An Industrial Policy for Manufacturing? Count Me Skeptical.

Elizabeth Warren unveiled her plan for “economic patriotism” yesterday. Here’s a taste:

Some people blame “globalization” for flat wages and American jobs shipped overseas. But globalization isn’t some mysterious force whose effects are inevitable and beyond our control. No — America chose to pursue a trade policy that prioritized the interests of capital over the interests of American workers. Germany, for example, chose a different path and participated in international trade while at the same time robustly — and successfully — supporting its domestic industries and its workers.

This isn’t really true at all. Germany succeeded by exercising decades of “wage restraint,” an implicit deal in which German workers accepted lower wages as the price of merging with East Germany and competing on the global stage. A recent paper shows what that looks like:

Obviously you can make a case that this was a worthwhile tradeoff. But make no mistake: it’s a tradeoff that hurt working-class wages so that business owners could sell more stuff to other countries—precisely the kind of thing Warren is criticizing. The authors of the paper explain how it happened: “The share of German workers covered by any kind of union agreement has sharply declined, and the number of firm-level deviations from industry-wide union agreements has sharply increased since the mid 1990s.”

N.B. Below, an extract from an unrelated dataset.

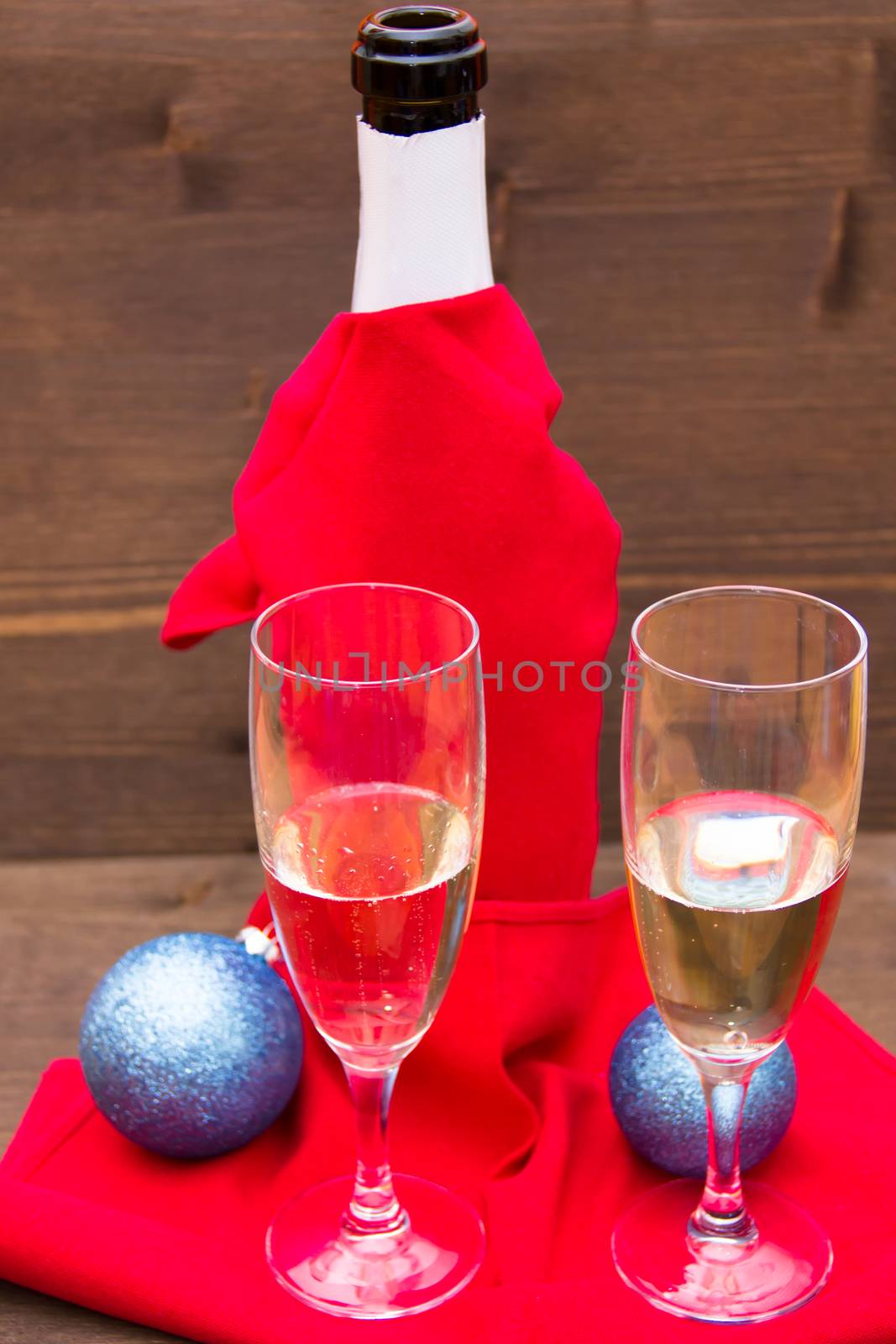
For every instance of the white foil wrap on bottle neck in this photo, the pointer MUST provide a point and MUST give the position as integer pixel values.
(423, 226)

This may seem like a piddly criticism, but it’s not the only thing to dislike in Warren’s plan. For one thing, it never even mentions labor unions as a way of helping American workers. She correctly notes that flat wages didn’t “just happen”—they’re the result of deliberate policies that favored capital—but doesn’t take the next step and explain that the destruction of unions was one of those very deliberate policies.

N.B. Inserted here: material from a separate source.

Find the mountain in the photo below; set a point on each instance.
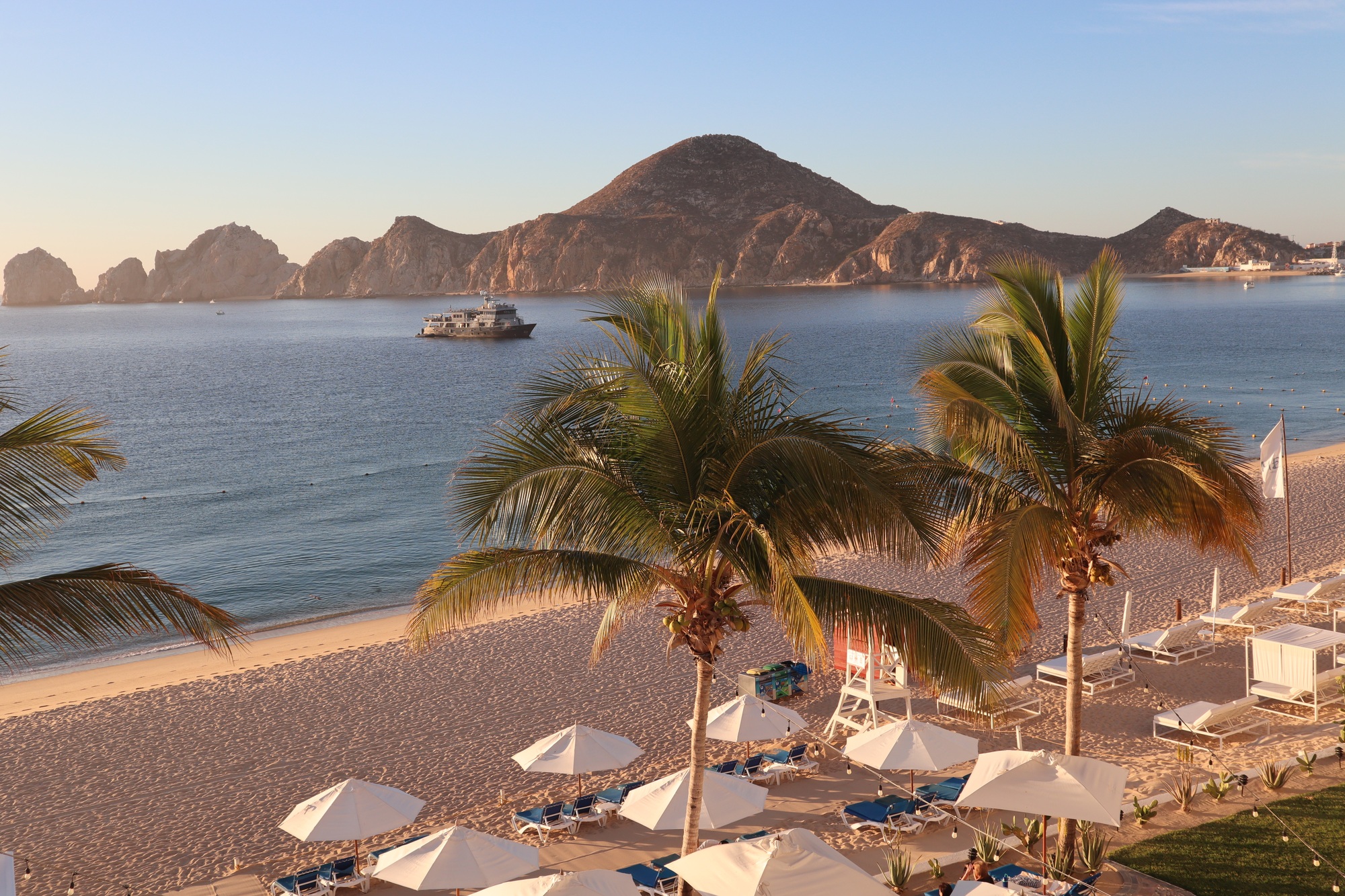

Then there’s the whole idea of an industrial policy that favors manufacturing in the first place. Do we really want one? A hundred years ago, trade policy designed to focus less on exports of raw materials and focus more on exports of manufactured goods was the way to go from being a poor country to a rich country. Today it’s not. It’s the way to go from being a poor country to a middle-income country, which is why China has adopted it. The road to being a rich country runs through the knowledge industries. This is why the United States gave up on manufacturing long ago:

China may have taken manufacturing jobs from us after they joined the WTO, but as you can see, the effect was pretty small. They merely added a bit of a tailwind to a gale that was already blowing. What’s more, the damage is over and done. Even if it was a mistake to cede the manufacturing stage to China, it’s a mistake two decades in the past that can’t be remedied now.

So even if we want an industrial policy at all—a dubious proposition—we really don’t want an industrial policy focused on manufactured goods.

This is an example of why I’m becoming more dubious of Elizabeth Warren. It’s one thing to hang your hat on having a plan for everything, but if you’re going to do that then your plans should be well thought out. Increasingly, I’m not sure they are.